Can someone give a quick overview of the benefits of
flatMap
? Im still struggling to get my head round a useful use-case.Let's say you have a bunch of objects, let's say they are People{}, and they have an array of children[].
If you wanted the list of children, of an array of people, you could use flat map.
people.flatMap(p => p.children)
So you return the array of children, and all those arrays get flattened into 1 giant array.
Ahh I see, so it’s like
.map().flat()
?Makes sense, still only seeing limited use cases. But saves looping twice I guess.
Might be dependant upon your projects you do. We deal with a lot of nested dynamic data at work, we use this technique a lot.

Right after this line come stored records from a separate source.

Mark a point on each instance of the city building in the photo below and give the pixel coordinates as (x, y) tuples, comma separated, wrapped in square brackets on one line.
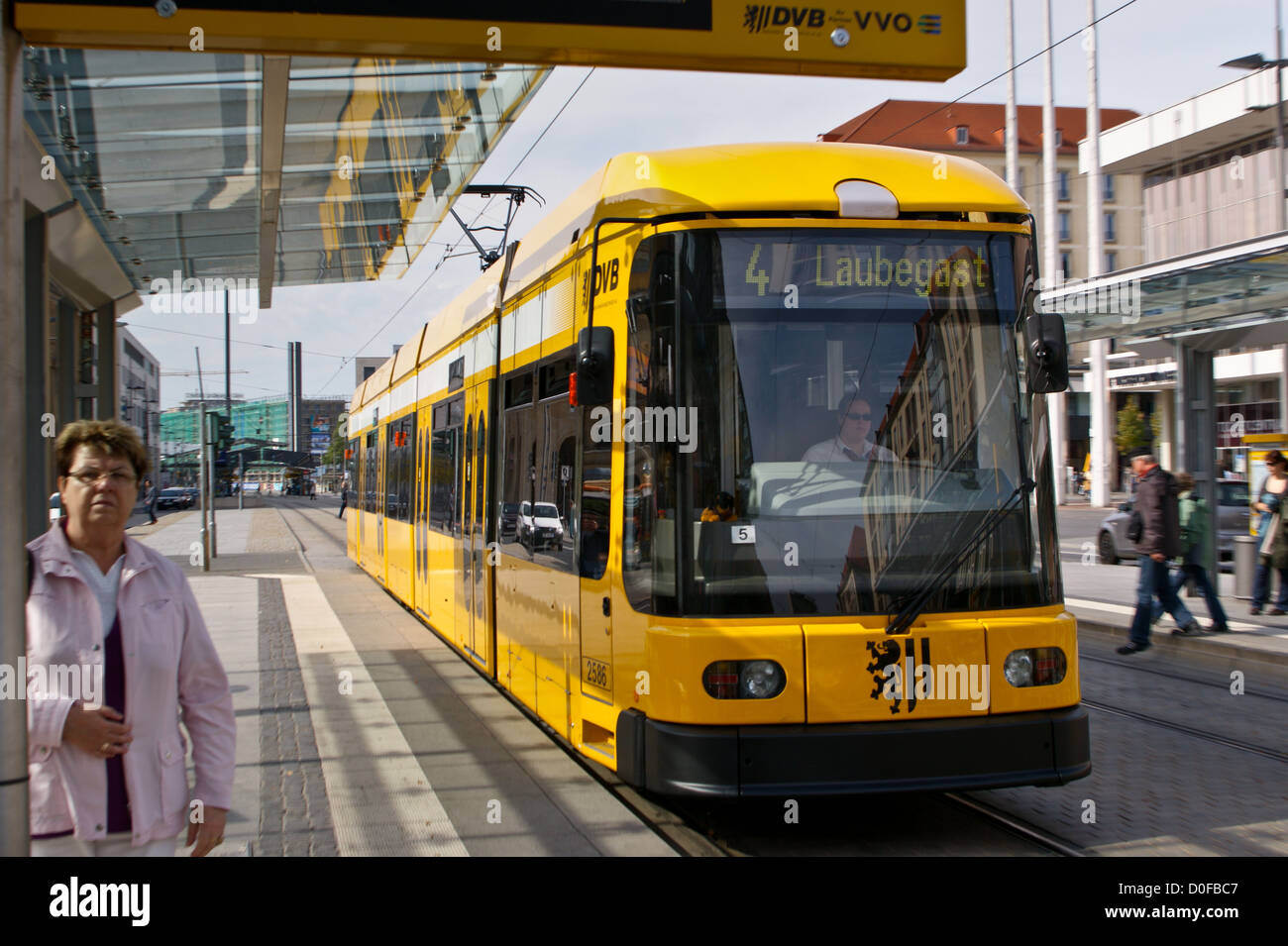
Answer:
[(365, 367), (263, 421), (978, 132), (1209, 167), (138, 379)]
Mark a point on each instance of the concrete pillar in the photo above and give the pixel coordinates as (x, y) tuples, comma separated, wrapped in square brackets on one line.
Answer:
[(108, 387), (1164, 403), (1102, 424), (14, 832), (1283, 389), (35, 446), (64, 373)]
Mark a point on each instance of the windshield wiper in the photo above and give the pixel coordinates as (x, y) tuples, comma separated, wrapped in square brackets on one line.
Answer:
[(918, 598)]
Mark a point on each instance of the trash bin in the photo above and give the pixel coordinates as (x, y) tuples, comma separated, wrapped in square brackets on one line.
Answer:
[(1244, 566)]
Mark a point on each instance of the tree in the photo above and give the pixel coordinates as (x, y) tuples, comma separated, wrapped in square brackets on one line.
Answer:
[(1132, 429)]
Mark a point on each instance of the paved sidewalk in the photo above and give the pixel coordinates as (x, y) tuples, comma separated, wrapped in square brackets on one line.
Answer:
[(359, 731)]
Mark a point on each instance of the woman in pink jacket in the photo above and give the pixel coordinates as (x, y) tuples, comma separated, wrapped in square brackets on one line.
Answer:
[(115, 649)]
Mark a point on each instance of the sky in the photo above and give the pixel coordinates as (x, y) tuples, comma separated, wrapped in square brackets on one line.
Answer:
[(1153, 53)]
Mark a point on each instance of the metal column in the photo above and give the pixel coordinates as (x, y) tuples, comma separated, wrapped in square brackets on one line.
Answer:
[(35, 446), (14, 832), (108, 389)]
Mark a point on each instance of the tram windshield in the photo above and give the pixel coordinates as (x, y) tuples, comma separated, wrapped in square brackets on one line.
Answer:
[(816, 421)]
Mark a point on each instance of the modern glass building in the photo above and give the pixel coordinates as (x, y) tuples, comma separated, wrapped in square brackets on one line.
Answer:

I try to use Ramda lenses to create a sort of interface to objects, so my code doesn't really need to know the details of the structure. You can also protect against missing data and generate default return values.
So I would consider optional chaining to be a bit of a hack that a more functional approach to JavaScript can already solve more cleanly.
ramdajs.com/docs/#lens
ramdajs.com/docs/#pathOr
etc.
Most language consider 0 to be falsy -_-
In C# you had to parse it to a boolean to test if it was false. Last time I used it. Like how you can't just drop a string into an If-condition, you have to test if it's null or empty, but not with js.
Yes, but for example c++ just lets you if (number)
Optional chaining and nullish coalescing are going to be absolute life savers!
Definitely the two features I will most often use, honestly surprised they haven't been introduced earlier.